Autrement dit, le solaire n’est plus seulement une affaire de production. Il devient une affaire de gestion intelligente de l’énergie.
Cette évolution est particulièrement stratégique pour OCP. Après avoir déployé 202 MWc de capacités photovoltaïques à Benguerir, Foum Tizi et Oulad Farès, le groupe ajoute désormais le stockage à son arsenal. Une manière de transformer une énergie naturellement fluctuante en une ressource beaucoup plus prévisible et pilotable.
Et derrière les batteries, se déploie une autre bataille encore plus stratégique : celle de la technologie.
OCP et l’Université Mohammed VI Polytechnique travaillent déjà sur des matériaux LFP fabriqués à partir de l’acide phosphorique, en capitalisant sur l’expertise historique du groupe dans les phosphates. L’objectif va dorénavant au-delà du stockage de l’électricité avec des batteries venues d’ailleurs, mais de préparer les conditions d’émergence d’un écosystème marocain des batteries lithium-ion.
C’est là que le projet prend une dimension industrielle. Le phosphate, longtemps associé principalement aux engrais, pourrait ainsi contribuer indirectement à une nouvelle chaîne de valeur : celle du stockage électrochimique de l’énergie.
Le projet de Benguerir constitue en ce sens un laboratoire grandeur nature.
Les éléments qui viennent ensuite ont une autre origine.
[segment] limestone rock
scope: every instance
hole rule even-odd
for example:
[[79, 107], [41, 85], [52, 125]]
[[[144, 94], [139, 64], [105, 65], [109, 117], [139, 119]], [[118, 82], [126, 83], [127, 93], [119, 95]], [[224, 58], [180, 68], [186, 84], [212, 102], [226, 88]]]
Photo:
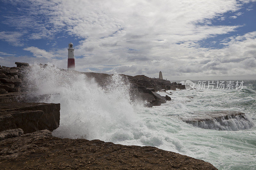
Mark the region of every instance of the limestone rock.
[[17, 75], [18, 74], [18, 70], [16, 69], [12, 69], [10, 70], [9, 71], [11, 75]]
[[14, 82], [13, 81], [6, 78], [0, 78], [0, 82], [4, 84], [14, 84]]
[[1, 169], [217, 169], [156, 147], [61, 139], [45, 130], [0, 141], [0, 160]]
[[4, 74], [6, 74], [6, 71], [5, 70], [0, 70], [0, 73], [3, 73]]
[[17, 137], [24, 134], [23, 130], [21, 129], [7, 130], [0, 132], [0, 140], [8, 138]]
[[24, 133], [47, 129], [60, 125], [60, 105], [38, 103], [0, 103], [0, 130], [20, 128]]
[[27, 67], [29, 65], [27, 63], [20, 63], [20, 62], [15, 62], [15, 64], [17, 65], [17, 67], [20, 68], [22, 66]]
[[0, 74], [0, 78], [8, 78], [8, 77], [6, 76], [5, 74]]
[[7, 93], [8, 92], [4, 89], [0, 89], [0, 94]]

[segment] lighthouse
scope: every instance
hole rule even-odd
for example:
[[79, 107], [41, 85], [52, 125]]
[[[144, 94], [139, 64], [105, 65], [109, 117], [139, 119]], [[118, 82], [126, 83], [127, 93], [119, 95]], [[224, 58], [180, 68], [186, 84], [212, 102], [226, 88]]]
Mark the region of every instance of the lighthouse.
[[75, 70], [75, 57], [74, 57], [74, 48], [73, 44], [70, 42], [68, 44], [68, 69]]

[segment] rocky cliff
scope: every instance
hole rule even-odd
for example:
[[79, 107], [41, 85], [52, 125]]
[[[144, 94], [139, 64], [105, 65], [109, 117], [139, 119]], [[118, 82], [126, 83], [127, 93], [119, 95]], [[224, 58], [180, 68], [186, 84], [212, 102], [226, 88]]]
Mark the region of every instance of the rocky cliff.
[[[0, 169], [217, 169], [202, 160], [152, 146], [61, 139], [47, 130], [13, 133], [17, 137], [0, 141]], [[6, 133], [0, 132], [0, 137]]]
Avec près de 170 millions de dirhams d’investissement, un financement de 20 millions de dollars du Clean Technology Fund et une durée de vie annoncée de 25 ans, l’installation doit permettre à OCP de tester à grande échelle une technologie appelée à jouer un rôle croissant dans la transition énergétique.
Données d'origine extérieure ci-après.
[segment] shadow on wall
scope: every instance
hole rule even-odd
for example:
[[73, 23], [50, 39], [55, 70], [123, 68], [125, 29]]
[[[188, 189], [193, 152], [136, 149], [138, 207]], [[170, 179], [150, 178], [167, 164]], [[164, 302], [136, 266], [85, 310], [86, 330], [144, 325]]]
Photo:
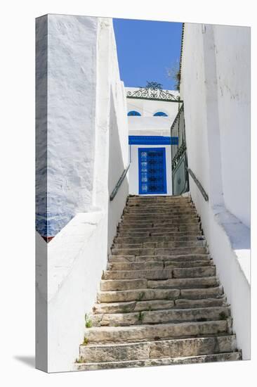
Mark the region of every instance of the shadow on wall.
[[[122, 150], [121, 147], [121, 142], [124, 141], [122, 138], [120, 138], [117, 116], [116, 114], [114, 102], [113, 99], [112, 90], [111, 90], [110, 96], [110, 132], [109, 132], [109, 178], [108, 178], [108, 191], [109, 197], [111, 195], [113, 189], [115, 187], [119, 179], [122, 175], [124, 169], [127, 165], [124, 165], [124, 163], [122, 157]], [[128, 147], [128, 137], [125, 139], [127, 141], [127, 146]], [[121, 214], [115, 211], [115, 207], [119, 209], [120, 205], [117, 205], [117, 201], [124, 201], [124, 206], [125, 205], [127, 194], [124, 192], [128, 192], [128, 182], [127, 177], [121, 183], [119, 191], [117, 193], [116, 196], [112, 201], [109, 201], [109, 216], [108, 216], [108, 248], [112, 245], [113, 238], [116, 235], [117, 226], [119, 221]]]

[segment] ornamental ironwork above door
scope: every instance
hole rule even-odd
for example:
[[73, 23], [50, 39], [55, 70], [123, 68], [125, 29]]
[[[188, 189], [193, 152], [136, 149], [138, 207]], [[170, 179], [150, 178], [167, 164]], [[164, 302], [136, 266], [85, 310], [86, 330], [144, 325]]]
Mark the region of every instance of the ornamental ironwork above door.
[[138, 90], [129, 90], [127, 91], [126, 98], [164, 101], [166, 102], [183, 102], [180, 96], [175, 96], [170, 93], [169, 90], [164, 90], [162, 84], [155, 82], [147, 82], [145, 87], [139, 87]]

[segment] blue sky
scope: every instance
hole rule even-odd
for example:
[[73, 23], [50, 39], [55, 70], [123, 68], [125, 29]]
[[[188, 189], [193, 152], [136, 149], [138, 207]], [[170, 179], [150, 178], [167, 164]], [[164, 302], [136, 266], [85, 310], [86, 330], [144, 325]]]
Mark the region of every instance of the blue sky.
[[179, 63], [182, 23], [113, 19], [119, 72], [125, 86], [145, 87], [147, 81], [173, 89], [167, 70]]

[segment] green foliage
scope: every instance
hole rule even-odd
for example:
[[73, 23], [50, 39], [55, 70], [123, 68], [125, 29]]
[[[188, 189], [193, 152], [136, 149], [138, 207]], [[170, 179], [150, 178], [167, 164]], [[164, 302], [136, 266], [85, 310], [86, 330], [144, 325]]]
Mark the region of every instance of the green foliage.
[[145, 294], [145, 293], [144, 291], [141, 291], [141, 293], [139, 293], [137, 301], [141, 301], [144, 298]]
[[139, 312], [138, 317], [138, 321], [142, 322], [143, 318], [144, 318], [144, 314], [143, 313], [143, 312]]
[[227, 319], [227, 316], [226, 316], [226, 314], [225, 313], [225, 312], [220, 312], [220, 313], [219, 314], [219, 316], [220, 316], [220, 319], [221, 320]]
[[83, 345], [88, 344], [88, 338], [87, 337], [84, 338]]
[[91, 318], [86, 315], [85, 315], [85, 325], [86, 328], [91, 328], [93, 325], [92, 320]]

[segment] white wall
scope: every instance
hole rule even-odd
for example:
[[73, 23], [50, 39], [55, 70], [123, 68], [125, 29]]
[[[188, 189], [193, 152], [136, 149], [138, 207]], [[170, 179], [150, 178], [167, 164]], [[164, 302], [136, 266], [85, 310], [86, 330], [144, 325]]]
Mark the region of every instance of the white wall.
[[191, 177], [190, 194], [244, 359], [250, 357], [249, 38], [246, 27], [185, 23], [180, 84], [188, 165], [209, 202]]
[[97, 18], [48, 15], [48, 236], [92, 201], [97, 25]]
[[[126, 92], [134, 92], [138, 90], [138, 87], [126, 87]], [[173, 94], [176, 98], [179, 96], [176, 90], [168, 90], [169, 93]], [[152, 101], [150, 99], [127, 99], [128, 113], [131, 110], [136, 110], [143, 117], [152, 117], [155, 113], [162, 111], [168, 115], [169, 118], [173, 122], [178, 113], [178, 105], [176, 102], [167, 102], [165, 101]], [[158, 118], [158, 117], [155, 118]]]
[[213, 35], [224, 201], [250, 227], [250, 28], [216, 25]]
[[[138, 148], [165, 148], [167, 194], [172, 195], [171, 153], [168, 145], [130, 145], [131, 166], [128, 171], [129, 194], [138, 195]], [[162, 196], [163, 194], [161, 194]], [[149, 195], [144, 195], [147, 196]]]
[[[40, 359], [37, 364], [38, 368], [53, 372], [72, 370], [79, 355], [84, 315], [91, 312], [95, 300], [128, 195], [128, 178], [112, 203], [110, 194], [128, 160], [126, 106], [112, 20], [59, 15], [46, 18], [48, 30], [45, 23], [38, 33], [51, 35], [48, 56], [51, 106], [48, 125], [38, 126], [37, 132], [48, 135], [50, 131], [49, 208], [59, 211], [56, 217], [60, 227], [67, 222], [62, 208], [74, 210], [69, 212], [72, 220], [47, 245], [43, 264], [39, 259], [42, 256], [37, 256], [37, 299], [42, 298], [44, 305], [47, 300], [48, 306], [47, 326], [46, 320], [42, 322], [44, 316], [38, 315], [37, 321], [37, 357]], [[41, 40], [37, 39], [39, 52]], [[37, 63], [40, 68], [40, 61]], [[37, 89], [48, 105], [48, 95], [39, 82]], [[88, 93], [92, 101], [88, 99]], [[110, 146], [119, 151], [114, 156], [117, 149]], [[40, 356], [46, 331], [47, 348], [43, 349], [47, 354]]]

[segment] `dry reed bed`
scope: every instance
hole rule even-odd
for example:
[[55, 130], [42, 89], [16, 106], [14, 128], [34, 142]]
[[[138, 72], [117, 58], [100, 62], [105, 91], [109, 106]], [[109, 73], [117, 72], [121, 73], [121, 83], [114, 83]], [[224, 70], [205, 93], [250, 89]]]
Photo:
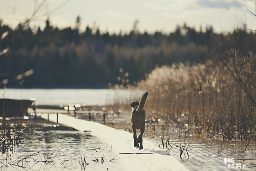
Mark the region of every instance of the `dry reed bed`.
[[198, 135], [254, 141], [256, 55], [233, 49], [225, 58], [155, 68], [138, 84], [149, 91], [148, 120], [194, 127]]

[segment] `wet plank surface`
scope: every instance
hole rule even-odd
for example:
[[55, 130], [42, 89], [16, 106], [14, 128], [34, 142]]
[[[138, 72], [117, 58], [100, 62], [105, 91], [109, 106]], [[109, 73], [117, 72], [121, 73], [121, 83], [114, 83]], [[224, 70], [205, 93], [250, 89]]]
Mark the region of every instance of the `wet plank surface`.
[[[56, 113], [49, 115], [50, 121], [57, 122]], [[42, 114], [41, 117], [47, 119], [48, 114]], [[90, 131], [92, 135], [107, 141], [112, 149], [118, 154], [127, 170], [188, 170], [169, 153], [146, 139], [143, 139], [144, 149], [134, 147], [133, 135], [128, 132], [60, 113], [58, 116], [58, 123], [80, 131]]]

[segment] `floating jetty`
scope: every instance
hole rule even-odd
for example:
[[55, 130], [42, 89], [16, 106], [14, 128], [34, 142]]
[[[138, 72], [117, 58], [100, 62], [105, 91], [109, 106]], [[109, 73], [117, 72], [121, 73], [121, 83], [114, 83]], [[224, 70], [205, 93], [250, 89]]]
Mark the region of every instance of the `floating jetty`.
[[[118, 155], [128, 171], [188, 171], [170, 154], [143, 139], [142, 149], [133, 146], [132, 134], [97, 122], [59, 113], [43, 113], [42, 118], [73, 128], [81, 132], [90, 131], [92, 135], [105, 140]], [[58, 120], [58, 121], [57, 121]]]

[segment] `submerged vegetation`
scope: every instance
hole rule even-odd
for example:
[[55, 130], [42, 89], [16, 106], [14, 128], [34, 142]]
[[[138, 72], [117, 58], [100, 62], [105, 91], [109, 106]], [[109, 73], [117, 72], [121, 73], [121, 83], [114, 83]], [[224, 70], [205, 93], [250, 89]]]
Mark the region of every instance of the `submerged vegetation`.
[[150, 95], [148, 120], [192, 127], [198, 135], [255, 141], [255, 53], [233, 49], [218, 62], [157, 67], [138, 85]]

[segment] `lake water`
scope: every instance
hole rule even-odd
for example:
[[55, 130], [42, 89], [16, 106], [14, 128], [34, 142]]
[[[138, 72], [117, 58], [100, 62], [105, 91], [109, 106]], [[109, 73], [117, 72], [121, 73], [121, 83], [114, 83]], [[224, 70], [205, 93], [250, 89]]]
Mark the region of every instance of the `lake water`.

Mais l’ambition affichée va plus loin que les besoins du groupe. En apportant davantage de flexibilité au système électrique, le stockage peut faciliter l’intégration progressive de nouvelles capacités renouvelables dans le réseau national.
Le soleil marocain n’a pas fini d’éclairer l’avenir : désormais, même quand il se couche , sa lumière reste.